Fall 2016 Air Force ROTC in front of ROTC building (from Horatio Babcock)

Today the Michigan Tech ROTC building stands as the oldest building on campus, but not many students know that the building was slated for destruction in a mid-1960s master development plan. This article discusses the history of the ROTC building on Michigan Tech’s campus, why it was not torn down, and how current Michigan Technological University members feel about the building.


The building was constructed in 1904 as the College Clubhouse and Gymnasium. This functioned as the student union on campus with a bowling alley, handball court, and pool tables. The building plans were called “plain but commodious” [1]. The Tudor-style building is two stories high and contains an attic and basement. The original running track is still suspended around the gym, but due to safety concerns is no longer used for running. Once Sherman Gym, now called Walker Hall, was completed in 1949, and the Memorial Union Building was completed in 1952, the College Clubhouse and Gymnasium was no longer the primary social and fitness center on campus [2].

Around this time the rest of campus was also drastically changing. Michigan Tech moved its focus from mining education to a broader university education under President J. Robert van Pelt from 1956 to 1964. Halls were being demolished and replaced, namely Wadsworth Residence hall, Fisher Hall, Daniel Heights, and the library [10]. Michigan Tech’s master development plan created in the mid-sixties also included the demolition of the ROTC building in order to create a combined Humanities and Biological Sciences building [9].

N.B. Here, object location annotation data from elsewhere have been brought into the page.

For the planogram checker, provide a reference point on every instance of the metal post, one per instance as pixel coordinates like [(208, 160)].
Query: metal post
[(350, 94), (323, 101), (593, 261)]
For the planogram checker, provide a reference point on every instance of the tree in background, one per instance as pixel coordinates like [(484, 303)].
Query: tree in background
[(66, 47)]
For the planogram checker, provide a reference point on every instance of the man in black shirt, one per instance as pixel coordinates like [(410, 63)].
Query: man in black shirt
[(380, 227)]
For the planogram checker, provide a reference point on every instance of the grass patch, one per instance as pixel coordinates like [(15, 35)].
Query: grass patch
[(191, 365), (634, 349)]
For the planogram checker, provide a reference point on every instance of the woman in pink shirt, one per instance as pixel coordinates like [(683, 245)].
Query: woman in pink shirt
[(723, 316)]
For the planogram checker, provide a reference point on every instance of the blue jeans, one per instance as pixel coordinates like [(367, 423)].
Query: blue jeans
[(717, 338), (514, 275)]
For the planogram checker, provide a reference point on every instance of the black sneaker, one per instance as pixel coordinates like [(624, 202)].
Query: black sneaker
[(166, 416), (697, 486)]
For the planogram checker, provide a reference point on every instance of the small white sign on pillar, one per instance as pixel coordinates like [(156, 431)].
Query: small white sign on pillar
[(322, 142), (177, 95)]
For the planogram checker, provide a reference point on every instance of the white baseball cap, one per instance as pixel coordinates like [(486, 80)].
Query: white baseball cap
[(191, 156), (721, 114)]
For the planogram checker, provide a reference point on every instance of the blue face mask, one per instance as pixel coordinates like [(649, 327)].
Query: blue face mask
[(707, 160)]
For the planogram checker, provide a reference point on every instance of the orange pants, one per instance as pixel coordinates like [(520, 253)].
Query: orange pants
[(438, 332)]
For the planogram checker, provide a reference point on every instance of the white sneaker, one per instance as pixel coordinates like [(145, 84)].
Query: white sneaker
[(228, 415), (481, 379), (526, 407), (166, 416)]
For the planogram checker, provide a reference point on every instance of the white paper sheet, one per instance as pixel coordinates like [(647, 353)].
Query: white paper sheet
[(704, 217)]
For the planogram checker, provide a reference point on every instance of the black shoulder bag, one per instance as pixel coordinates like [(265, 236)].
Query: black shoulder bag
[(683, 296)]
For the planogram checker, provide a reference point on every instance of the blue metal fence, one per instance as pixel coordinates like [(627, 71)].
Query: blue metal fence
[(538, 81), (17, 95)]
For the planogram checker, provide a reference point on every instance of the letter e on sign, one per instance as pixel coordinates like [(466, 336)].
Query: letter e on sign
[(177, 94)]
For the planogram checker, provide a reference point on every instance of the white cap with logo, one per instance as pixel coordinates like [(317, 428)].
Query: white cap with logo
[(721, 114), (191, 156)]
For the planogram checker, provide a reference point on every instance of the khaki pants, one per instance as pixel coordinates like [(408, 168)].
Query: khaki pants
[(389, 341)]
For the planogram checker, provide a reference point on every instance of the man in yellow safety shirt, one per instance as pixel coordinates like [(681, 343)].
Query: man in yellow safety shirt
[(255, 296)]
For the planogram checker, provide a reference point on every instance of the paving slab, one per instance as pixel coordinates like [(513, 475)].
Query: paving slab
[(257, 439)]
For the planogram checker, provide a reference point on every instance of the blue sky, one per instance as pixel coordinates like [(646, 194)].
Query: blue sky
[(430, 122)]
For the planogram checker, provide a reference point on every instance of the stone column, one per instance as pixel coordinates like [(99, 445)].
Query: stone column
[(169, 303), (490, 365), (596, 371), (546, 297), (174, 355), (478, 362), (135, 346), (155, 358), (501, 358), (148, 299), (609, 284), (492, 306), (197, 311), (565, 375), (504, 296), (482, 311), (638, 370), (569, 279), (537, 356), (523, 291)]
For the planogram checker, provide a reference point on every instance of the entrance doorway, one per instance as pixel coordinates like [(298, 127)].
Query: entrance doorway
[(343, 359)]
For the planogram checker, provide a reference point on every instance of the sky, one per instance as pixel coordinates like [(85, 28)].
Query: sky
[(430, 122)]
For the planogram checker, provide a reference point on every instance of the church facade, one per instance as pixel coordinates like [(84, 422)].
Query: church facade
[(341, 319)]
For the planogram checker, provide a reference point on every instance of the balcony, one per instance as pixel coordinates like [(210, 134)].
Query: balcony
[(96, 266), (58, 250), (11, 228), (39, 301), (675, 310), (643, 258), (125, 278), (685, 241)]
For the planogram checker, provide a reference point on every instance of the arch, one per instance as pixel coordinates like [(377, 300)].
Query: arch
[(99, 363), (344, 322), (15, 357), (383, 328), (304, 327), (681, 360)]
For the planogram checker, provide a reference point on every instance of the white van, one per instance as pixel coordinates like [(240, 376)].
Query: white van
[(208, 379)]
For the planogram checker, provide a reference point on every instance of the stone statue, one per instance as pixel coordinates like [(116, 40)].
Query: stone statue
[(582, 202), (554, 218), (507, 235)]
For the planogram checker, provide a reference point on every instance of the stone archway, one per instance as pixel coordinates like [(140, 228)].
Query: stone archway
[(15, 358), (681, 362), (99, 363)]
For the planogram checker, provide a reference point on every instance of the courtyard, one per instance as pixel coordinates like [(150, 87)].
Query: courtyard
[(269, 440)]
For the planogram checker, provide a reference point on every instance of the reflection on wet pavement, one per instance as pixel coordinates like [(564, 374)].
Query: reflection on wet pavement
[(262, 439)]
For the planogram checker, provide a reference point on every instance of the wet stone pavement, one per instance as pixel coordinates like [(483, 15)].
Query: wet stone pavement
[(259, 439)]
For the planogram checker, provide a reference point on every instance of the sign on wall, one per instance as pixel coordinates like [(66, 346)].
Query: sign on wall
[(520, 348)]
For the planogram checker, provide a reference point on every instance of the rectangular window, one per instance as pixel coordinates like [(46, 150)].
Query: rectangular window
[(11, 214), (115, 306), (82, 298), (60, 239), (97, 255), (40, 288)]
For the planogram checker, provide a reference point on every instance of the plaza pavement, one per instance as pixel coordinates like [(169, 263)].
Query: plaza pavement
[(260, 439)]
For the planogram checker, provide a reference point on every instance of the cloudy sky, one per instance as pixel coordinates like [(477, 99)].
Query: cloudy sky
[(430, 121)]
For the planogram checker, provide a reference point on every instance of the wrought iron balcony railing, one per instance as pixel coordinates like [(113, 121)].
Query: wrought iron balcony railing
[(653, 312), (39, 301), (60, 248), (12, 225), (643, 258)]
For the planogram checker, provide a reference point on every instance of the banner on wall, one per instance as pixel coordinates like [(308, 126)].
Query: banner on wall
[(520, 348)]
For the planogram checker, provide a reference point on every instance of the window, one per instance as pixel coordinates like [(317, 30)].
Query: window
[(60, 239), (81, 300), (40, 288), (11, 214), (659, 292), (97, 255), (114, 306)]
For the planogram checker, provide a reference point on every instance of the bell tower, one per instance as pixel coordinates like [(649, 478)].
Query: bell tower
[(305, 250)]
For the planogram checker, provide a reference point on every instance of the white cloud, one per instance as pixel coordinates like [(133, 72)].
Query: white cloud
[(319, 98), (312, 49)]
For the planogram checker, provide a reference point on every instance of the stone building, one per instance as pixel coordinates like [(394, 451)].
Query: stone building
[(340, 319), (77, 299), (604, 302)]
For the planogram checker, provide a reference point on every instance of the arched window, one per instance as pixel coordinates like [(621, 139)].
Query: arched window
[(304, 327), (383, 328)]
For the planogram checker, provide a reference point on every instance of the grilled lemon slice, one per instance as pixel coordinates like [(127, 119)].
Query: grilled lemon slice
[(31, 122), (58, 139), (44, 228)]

Under President Raymond L. Smith from 1965-79, construction included the rerouting of Highway 41 to the south of campus, the Mechanical Engineering-Engineering Mechanics building, Chemistry-Metallurgy Building, Electrical Energy Resource Center, the Administration building, Coed Residence Hall now called McNair Hall, Student Development Complex, Gates Tennis Center, and the Forestry Building [10].

Narrowly Avoiding Demolition

It appeared the ROTC building would eventually meet its demise as had all the other old academic buildings. Yet one Michigan Tech student thought differently. In 1978 Doris Davis nominated the ROTC building for the National Register of Historic Places. Because her husband was in ROTC, she spent a lot of time in the building, and she “noticed it had ‘a lot of fine features’ and felt it was too nice a building to be torn down.” [2].

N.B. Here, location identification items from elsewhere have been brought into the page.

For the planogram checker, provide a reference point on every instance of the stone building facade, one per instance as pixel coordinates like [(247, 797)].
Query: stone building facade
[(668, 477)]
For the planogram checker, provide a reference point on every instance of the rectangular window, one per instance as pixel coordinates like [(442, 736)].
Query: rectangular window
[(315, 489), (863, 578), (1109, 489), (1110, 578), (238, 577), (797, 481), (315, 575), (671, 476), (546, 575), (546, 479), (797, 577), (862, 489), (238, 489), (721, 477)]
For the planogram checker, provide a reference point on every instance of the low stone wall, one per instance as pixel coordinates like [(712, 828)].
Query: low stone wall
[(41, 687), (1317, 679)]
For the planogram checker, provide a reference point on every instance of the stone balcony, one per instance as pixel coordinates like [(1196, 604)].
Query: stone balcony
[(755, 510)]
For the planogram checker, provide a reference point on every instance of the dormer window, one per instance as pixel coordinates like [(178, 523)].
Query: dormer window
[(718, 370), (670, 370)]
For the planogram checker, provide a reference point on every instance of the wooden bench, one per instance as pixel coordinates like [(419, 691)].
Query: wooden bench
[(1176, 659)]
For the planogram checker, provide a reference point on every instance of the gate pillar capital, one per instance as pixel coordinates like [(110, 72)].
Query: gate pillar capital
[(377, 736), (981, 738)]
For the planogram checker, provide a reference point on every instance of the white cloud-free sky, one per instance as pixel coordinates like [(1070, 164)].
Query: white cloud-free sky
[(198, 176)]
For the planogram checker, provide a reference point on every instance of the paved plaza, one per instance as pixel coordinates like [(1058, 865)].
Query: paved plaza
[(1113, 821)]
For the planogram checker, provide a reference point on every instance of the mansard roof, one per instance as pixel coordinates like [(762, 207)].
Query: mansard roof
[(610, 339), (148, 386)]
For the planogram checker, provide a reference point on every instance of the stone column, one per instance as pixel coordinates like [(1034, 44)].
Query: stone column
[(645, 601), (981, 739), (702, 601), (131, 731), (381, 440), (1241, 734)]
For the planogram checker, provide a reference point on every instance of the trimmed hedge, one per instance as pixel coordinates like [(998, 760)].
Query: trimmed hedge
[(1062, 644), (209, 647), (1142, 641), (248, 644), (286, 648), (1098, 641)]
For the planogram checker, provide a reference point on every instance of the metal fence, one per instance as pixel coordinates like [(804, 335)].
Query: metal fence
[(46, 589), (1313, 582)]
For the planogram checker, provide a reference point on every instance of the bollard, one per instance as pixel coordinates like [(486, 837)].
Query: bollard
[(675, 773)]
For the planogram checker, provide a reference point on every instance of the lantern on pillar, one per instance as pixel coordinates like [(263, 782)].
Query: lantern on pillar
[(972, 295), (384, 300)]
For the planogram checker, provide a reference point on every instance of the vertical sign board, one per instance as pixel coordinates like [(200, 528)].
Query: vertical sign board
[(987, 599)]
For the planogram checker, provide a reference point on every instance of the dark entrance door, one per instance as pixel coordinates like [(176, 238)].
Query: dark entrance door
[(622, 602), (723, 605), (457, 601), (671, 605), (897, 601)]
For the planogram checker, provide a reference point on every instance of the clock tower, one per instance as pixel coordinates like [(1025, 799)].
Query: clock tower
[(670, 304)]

According to the Register nomination form, the building was nominated for three major reasons:

“(1) its importance as the oldest remaining structure on the campus of Michigan Technological University; (2) its service as the center of student life at the university for over forty years; (3) its expression of the work of the Upper Peninsula’s most prominent and prolific architectural firm, Charlton and Kuenzli…” [3].

Davis admitted she “didn’t expect anything to happen” when she made the nomination, but she did it quietly because she knew Tech’s administration would be opposed to it and could have stopped it through the state legislature [2]. Although approval would not prevent Tech from tearing it down, it would “make them consider the alternatives”, such as restoration or drastic interior redesign [9].

Michigan Tech’s Vice President of Operations at the time Ed Koepel was opposed to adding the building to the register. He felt “the ROTC building could not be redesigned into a useful building, as it stands” for bringing it up to fire code and handicap access cost more than its worth to preserve. Koepel also thought adding the ROTC building to the Register would “cause costly delays in the already lengthy process should Michigan Tech decide to go ahead with the new building” [9]. Despite this, in 1980 the College Clubhouse and Gymnasium was accepted on the Register [3].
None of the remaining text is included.